When we have a high-dimension configuration space, e.g., a system containing hundreds of thousands of atoms with each atom carrying 3 degrees of freedom (DOF), it becomes difficult to sample the system. For example, if we want to sample the configuration with low energy (thus considered as energetically stable) or in best agreement with experimental data, we will find such a fact – the portion that the collection of systems that we want to sample takes among the overall number of possbile configurations, is vanishingly small. Therefore, accordingly, the probability of sampling such configurations in a normal way, e.g., sampling in a uniformly random manner, is vanishingly small. In practice, this just becomes a forbidded task.

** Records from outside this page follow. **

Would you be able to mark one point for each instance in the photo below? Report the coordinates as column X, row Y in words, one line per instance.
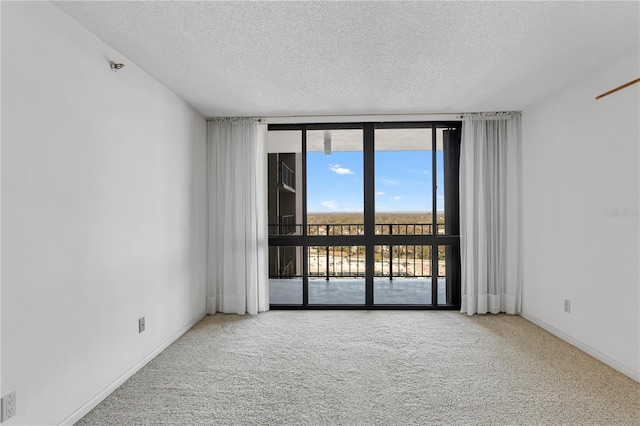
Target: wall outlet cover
column 8, row 406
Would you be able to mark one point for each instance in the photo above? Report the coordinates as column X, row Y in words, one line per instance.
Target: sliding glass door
column 368, row 218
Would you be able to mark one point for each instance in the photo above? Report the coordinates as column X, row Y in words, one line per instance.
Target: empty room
column 322, row 213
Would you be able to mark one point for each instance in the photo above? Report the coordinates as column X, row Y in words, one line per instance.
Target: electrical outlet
column 8, row 406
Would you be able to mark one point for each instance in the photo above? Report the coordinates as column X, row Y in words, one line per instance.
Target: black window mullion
column 305, row 244
column 369, row 210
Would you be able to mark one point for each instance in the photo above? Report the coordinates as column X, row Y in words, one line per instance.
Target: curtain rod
column 345, row 118
column 637, row 80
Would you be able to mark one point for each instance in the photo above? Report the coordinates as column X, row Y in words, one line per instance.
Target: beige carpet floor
column 371, row 368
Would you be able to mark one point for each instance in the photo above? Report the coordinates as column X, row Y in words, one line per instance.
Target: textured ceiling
column 294, row 58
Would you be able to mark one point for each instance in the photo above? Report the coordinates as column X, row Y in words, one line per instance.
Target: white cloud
column 385, row 181
column 340, row 170
column 330, row 204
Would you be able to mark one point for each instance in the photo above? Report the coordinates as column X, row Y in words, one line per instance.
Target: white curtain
column 490, row 212
column 237, row 277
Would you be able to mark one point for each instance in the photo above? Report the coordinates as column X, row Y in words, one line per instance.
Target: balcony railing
column 397, row 261
column 390, row 261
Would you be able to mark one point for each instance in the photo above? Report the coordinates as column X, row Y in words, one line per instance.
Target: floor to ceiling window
column 364, row 215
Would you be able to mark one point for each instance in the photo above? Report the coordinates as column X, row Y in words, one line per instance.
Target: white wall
column 103, row 215
column 581, row 225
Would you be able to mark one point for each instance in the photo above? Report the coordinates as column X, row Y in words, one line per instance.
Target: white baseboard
column 93, row 402
column 624, row 369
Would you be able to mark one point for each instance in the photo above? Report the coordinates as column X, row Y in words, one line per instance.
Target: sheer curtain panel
column 237, row 277
column 490, row 212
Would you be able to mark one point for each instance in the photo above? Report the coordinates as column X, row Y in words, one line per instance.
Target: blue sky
column 403, row 181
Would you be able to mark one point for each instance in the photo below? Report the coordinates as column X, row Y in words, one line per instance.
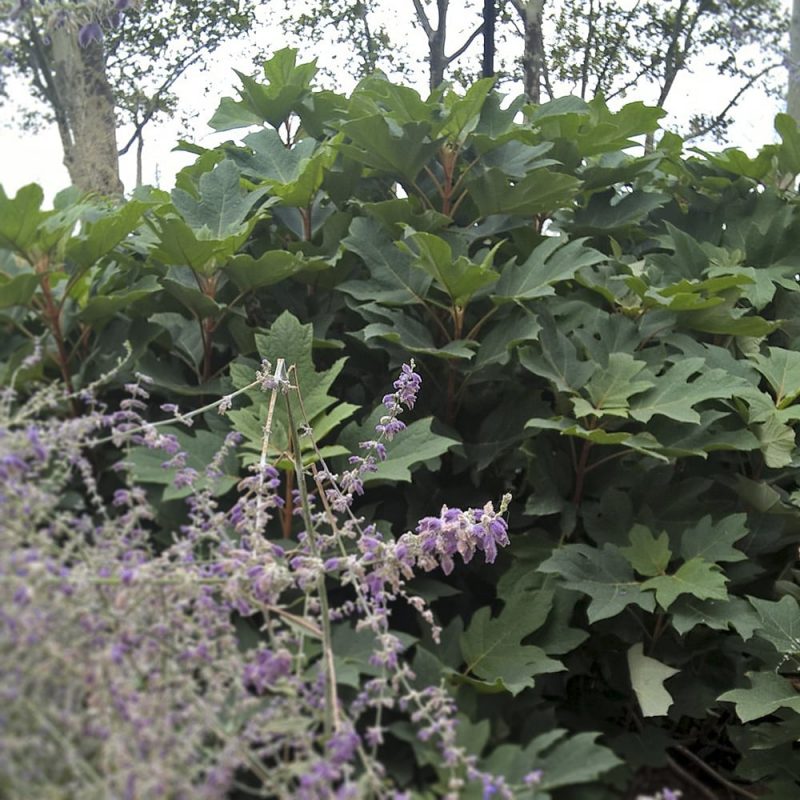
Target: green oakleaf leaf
column 781, row 368
column 780, row 623
column 491, row 649
column 541, row 190
column 767, row 693
column 222, row 206
column 99, row 238
column 416, row 445
column 564, row 760
column 287, row 338
column 647, row 555
column 458, row 277
column 552, row 261
column 714, row 541
column 647, row 679
column 673, row 394
column 696, row 577
column 393, row 281
column 20, row 218
column 270, row 268
column 400, row 151
column 610, row 389
column 556, row 359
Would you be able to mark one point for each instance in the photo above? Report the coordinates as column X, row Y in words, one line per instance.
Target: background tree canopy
column 607, row 334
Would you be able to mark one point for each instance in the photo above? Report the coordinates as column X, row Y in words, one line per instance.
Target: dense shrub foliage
column 609, row 336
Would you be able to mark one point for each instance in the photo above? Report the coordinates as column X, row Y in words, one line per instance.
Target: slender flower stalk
column 125, row 671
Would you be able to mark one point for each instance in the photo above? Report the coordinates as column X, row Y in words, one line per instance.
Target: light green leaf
column 414, row 446
column 393, row 281
column 491, row 649
column 767, row 693
column 99, row 238
column 504, row 336
column 564, row 760
column 17, row 291
column 602, row 574
column 608, row 211
column 578, row 759
column 179, row 245
column 222, row 206
column 647, row 679
column 287, row 338
column 713, row 542
column 647, row 555
column 550, row 262
column 610, row 389
column 400, row 151
column 270, row 268
column 20, row 217
column 458, row 277
column 294, row 174
column 540, row 191
column 556, row 359
column 719, row 615
column 695, row 577
column 104, row 306
column 777, row 442
column 415, row 337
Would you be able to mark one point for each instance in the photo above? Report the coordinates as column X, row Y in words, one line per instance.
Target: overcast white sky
column 26, row 158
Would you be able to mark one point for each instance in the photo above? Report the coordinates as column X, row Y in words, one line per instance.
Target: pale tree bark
column 84, row 106
column 534, row 66
column 793, row 93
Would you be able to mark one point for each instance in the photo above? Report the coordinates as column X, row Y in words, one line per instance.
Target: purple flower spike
column 407, row 385
column 92, row 32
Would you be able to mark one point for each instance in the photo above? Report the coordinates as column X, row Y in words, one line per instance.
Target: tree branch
column 715, row 123
column 152, row 106
column 423, row 19
column 472, row 37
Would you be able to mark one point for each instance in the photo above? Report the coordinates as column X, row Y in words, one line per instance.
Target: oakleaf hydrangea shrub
column 125, row 669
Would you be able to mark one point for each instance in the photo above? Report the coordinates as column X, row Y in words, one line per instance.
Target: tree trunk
column 533, row 61
column 489, row 18
column 793, row 93
column 89, row 136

In such situations, Metropolis Monte Carlo algorithm comes to help, at least providing a practical way to sample the system. Here in the blog, I am taking systems that can be described by the canonical ensemble as an examples to demonstrate the mathematical idea for the algorithm. In fact, the same logic to be presented here applies to general types of distributions as well. For the canonical ensemble, systems follow the Boltzmann distribution – namely, the distribution of the number of microstates (one microstate is just a possible configuration) follows the Boltzmann statistics. In another word, the number of configurations with a certain property (e.g., energy, or, agreement with experimental data) follows the Boltzmann statistics,
\[e^{-\beta E_i}\]where \(\beta = \frac{1}{k_B T}\), \(k_B\) is the Boltzmann constant, and \(T\) refers to the system temperature. \(i\) here labels a certain state of the system. Given the distribution, the idea of Metropolis Monte Carlo algorithm is straightforward. Starting from a random configuration of the system, for a certain configuration and the proposed next-step in the chain of configuration evolution, though the absolute probability for each configuration (current one and the one proposed next) cannot be calculated (since the partition function is intractable, i.e., impossible to calculate), the relative probability can be computed since the partition function will simply be canceled out. As such, during the Metropolis Monte Carlo running, the relative probability of the proposed configuration will be calculated against the current configuration. If the relative probability is larger than 1, this means the proposed configuration is for sure possible and therefore it will be considered as being accepted. If the relative probability is smaller than 1, then we don’t directly reject it. Instead, a random number will be generated and compared to the relative probability. The acceptance/rejection will be determined depending on the relation between the two. Doing such is to avoid the system being trapped in local minima. Such a process applies to any type of distribution. Mathematically, we have,
\[P_i = \frac{e^{-\beta E_i}}{Z}\]where the top part is just the Boltzmann distribution and the bottom part is the partition function (which sums up similar top terms for all microstates, serving as the overall normalization factor). Say \(i=c\) for the current configuration and \(i=n\) for the next configuration (i.e., the proposed one), then the relative probability is calculated as,
\[\frac{P_n}{P_c} = e^{-\beta(E_n - E_c)}\]This is the quantity in the heart of the commonly implemented Metropolis Monte Carlo approach for sampling systems (e.g., the one used in the RMCProfile package [1-3]). In the expression above, I am using energy in the exponential part of the Boltzmann distribution. In practice, depending on our specific problems, it can be replaced by other quantities, e.g., the agreement with the experimental data while using the algorithm for driving the structure model towards the best agreement with the experimentally measured data, e.g., the total scattering data.
References
[1] https://rmcprofile.ornl.gov/
[2] Matthew G Tucker, et al. 2007, J. Phys.: Condens. Matter, 19, 335218.
[3] Yuanpeng Zhang, et al. 2020, J. Appl. Cryst., 53, 1509-1518.